Francia sigue siendo el proveedor de contingencia del MdCN según el marco de escenarios ya establecido, y un actor relevante en el futuro ELSA. Pero el centro de gravedad de la cooperación de plataforma se desplaza a Kiel.

 

4. Qué puede absorber Navantia: los cinco dominios

Distinguiría cinco dominios donde TKMS mantiene ventaja objetiva y verificable sobre el estado del arte de Cartagena, ordenados por valor estratégico para el S-90.

4.1. Reducción de eco activo: la transferencia doctrinal decisiva

El Type 212CD es el primer submarino convencional occidental diseñado explícitamente contra el sonar activo de baja frecuencia. Su casco exterior facetado en forma de diamante —que le da esa silueta inconfundible, más ancha y angulosa— está concebido para dispersar la energía acústica incidente lejos del emisor, reduciendo drásticamente el target echo strength, del mismo modo que las formas facetadas del F-117 dispersaban la energía radar.

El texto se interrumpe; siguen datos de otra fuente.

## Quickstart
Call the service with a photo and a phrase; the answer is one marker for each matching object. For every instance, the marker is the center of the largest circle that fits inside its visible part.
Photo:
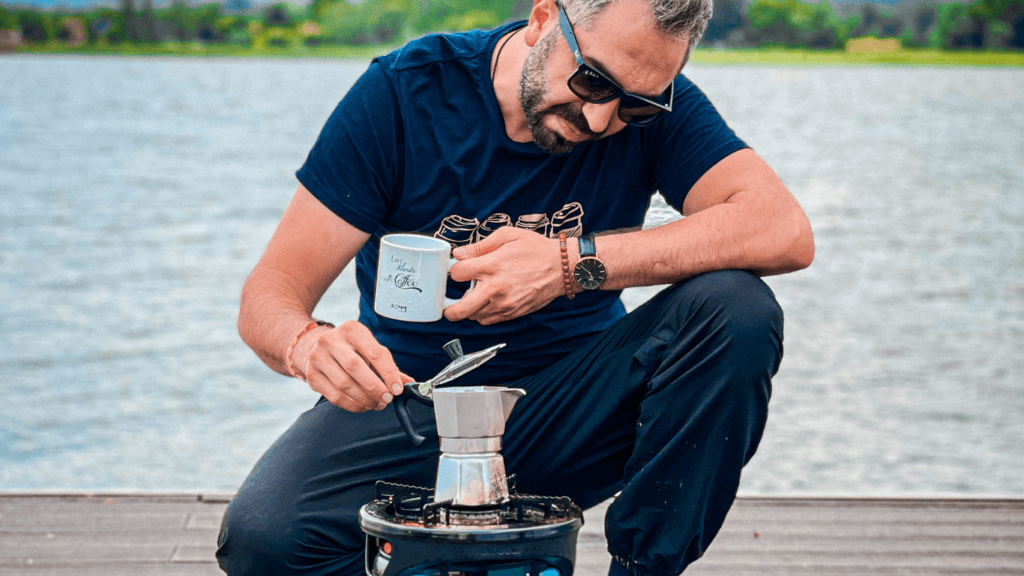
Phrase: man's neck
(507, 70)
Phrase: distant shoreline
(738, 56)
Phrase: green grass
(909, 56)
(739, 56)
(197, 49)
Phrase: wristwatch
(589, 272)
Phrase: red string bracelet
(565, 266)
(291, 346)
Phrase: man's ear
(543, 13)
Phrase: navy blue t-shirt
(419, 145)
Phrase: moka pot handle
(400, 404)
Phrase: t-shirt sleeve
(353, 167)
(688, 142)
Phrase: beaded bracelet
(291, 346)
(565, 266)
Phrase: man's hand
(516, 272)
(352, 370)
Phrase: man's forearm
(270, 316)
(736, 235)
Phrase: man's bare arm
(738, 216)
(308, 250)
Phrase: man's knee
(735, 313)
(254, 538)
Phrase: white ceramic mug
(412, 277)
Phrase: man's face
(634, 54)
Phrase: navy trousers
(666, 407)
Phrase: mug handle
(451, 301)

Esto importa porque la guerra antisubmarina está pivotando. Durante décadas, el sigilo submarino se ha medido contra la detección pasiva: ruido radiado, firmas de maquinaria. El S-80, y el S-90 tal como estaba concebido, está optimizado para ese paradigma. Pero la proliferación de sonares activos multiestáticos de baja frecuencia (rusos, chinos, y crecientemente en drones y sonoboyas occidentales de bajo coste) desplaza el problema, ya que un submarino perfectamente silencioso sigue devolviendo eco. La respuesta de diseño es geométrica y de materiales, y TKMS es hoy el único astillero occidental que la ha llevado a producción en un submarino convencional.

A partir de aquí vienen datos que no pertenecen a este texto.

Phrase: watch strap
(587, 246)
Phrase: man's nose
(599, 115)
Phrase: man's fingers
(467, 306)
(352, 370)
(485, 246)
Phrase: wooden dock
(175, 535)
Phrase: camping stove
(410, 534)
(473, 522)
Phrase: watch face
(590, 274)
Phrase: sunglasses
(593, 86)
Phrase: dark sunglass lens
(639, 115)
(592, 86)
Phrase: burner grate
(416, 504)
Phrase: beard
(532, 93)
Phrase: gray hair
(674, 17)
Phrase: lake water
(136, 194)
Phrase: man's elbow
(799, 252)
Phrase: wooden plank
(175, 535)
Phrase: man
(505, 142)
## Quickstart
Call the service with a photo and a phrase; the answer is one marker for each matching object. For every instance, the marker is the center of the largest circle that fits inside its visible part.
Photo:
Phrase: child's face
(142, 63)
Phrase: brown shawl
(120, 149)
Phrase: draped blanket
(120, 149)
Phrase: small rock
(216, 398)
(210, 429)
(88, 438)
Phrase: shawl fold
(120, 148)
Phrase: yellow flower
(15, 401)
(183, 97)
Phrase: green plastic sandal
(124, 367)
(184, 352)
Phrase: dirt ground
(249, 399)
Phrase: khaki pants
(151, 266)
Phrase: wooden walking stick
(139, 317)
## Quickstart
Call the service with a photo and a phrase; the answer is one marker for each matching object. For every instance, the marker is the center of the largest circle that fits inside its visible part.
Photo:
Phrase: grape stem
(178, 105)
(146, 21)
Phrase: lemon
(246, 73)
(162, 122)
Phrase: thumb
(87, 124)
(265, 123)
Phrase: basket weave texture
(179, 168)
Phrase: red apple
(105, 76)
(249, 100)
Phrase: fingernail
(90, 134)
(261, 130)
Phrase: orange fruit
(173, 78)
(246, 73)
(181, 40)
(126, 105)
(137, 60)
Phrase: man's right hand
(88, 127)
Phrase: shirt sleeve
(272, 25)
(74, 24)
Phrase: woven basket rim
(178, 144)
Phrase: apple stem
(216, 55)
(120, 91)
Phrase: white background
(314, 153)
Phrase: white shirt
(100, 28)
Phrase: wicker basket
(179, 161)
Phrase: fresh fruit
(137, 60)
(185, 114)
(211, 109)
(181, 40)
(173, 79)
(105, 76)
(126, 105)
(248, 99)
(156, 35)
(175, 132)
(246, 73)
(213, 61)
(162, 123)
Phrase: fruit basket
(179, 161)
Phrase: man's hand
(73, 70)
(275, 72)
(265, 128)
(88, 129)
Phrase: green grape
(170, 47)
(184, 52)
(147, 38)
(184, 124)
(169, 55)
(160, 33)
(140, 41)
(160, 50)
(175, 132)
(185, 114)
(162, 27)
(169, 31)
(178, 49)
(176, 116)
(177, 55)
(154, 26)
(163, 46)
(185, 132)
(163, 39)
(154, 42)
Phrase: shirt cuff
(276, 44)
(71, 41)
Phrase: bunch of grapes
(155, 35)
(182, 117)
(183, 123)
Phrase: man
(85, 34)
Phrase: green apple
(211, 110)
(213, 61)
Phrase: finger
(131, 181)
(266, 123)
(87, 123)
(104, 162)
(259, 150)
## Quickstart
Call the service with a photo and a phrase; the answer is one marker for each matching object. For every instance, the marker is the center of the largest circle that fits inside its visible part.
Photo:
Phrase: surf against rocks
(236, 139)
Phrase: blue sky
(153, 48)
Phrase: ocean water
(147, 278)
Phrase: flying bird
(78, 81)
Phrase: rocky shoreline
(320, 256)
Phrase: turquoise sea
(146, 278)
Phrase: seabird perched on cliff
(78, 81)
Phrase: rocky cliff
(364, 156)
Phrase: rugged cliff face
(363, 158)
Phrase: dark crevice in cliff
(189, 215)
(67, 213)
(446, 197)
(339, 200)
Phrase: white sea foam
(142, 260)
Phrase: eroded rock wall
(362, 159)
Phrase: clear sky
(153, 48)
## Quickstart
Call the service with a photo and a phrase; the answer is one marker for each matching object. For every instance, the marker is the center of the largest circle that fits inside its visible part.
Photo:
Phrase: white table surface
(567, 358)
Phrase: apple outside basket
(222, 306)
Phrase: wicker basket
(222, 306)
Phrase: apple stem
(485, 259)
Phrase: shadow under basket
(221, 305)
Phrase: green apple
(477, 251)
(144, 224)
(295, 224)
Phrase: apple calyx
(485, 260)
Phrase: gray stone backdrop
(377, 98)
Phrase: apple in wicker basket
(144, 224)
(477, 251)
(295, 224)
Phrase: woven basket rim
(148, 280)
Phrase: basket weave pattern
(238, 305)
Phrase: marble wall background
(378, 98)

4.2. Gestión de firmas magnéticas y metalurgia amagnética

El 212CD emplea acero amagnético Amanox, heredero de la tradición alemana de submarinos báltico-céntricos donde la amenaza de minas de influencia y sensores magnéticos fondeados es dominante. No se propone la adopción íntegra del casco amagnético, pues penaliza cota máxima operativa y encarece significativamente el coste, pero sí la absorción selectiva de tres capacidades: la metalurgia y soldadura de aceros austeníticos para estructuras exteriores y mástiles, los sistemas avanzados de compensación y desmagnetización activa y la gestión integral de firmas UEP/ELFE (potencial eléctrico subacuático y campos electromagnéticos de muy baja frecuencia), disciplina en la que el ecosistema alemán acumula décadas de mediciones en polígonos bálticos.

Para un submarino que operará sobre fondos someros del Estrecho de Gibraltar, donde las minas de influencia y los sensores fondeados son la amenaza real y creciente, esta transferencia tiene aplicación operativa directa.

4.3. La pila de combustible madura: el seguro de la variante HE

El AIP de pila de combustible PEM de TKMS es el sistema anaeróbico con más horas operativas acumuladas del mundo occidental, en servicio desde 2005 en las armadas alemana, italiana, griega, surcoreana y otras. El BEST español, basado en reformado de bioetanol, es un desarrollo de primera iteración cuya validación operativa completa llegará con el S-83.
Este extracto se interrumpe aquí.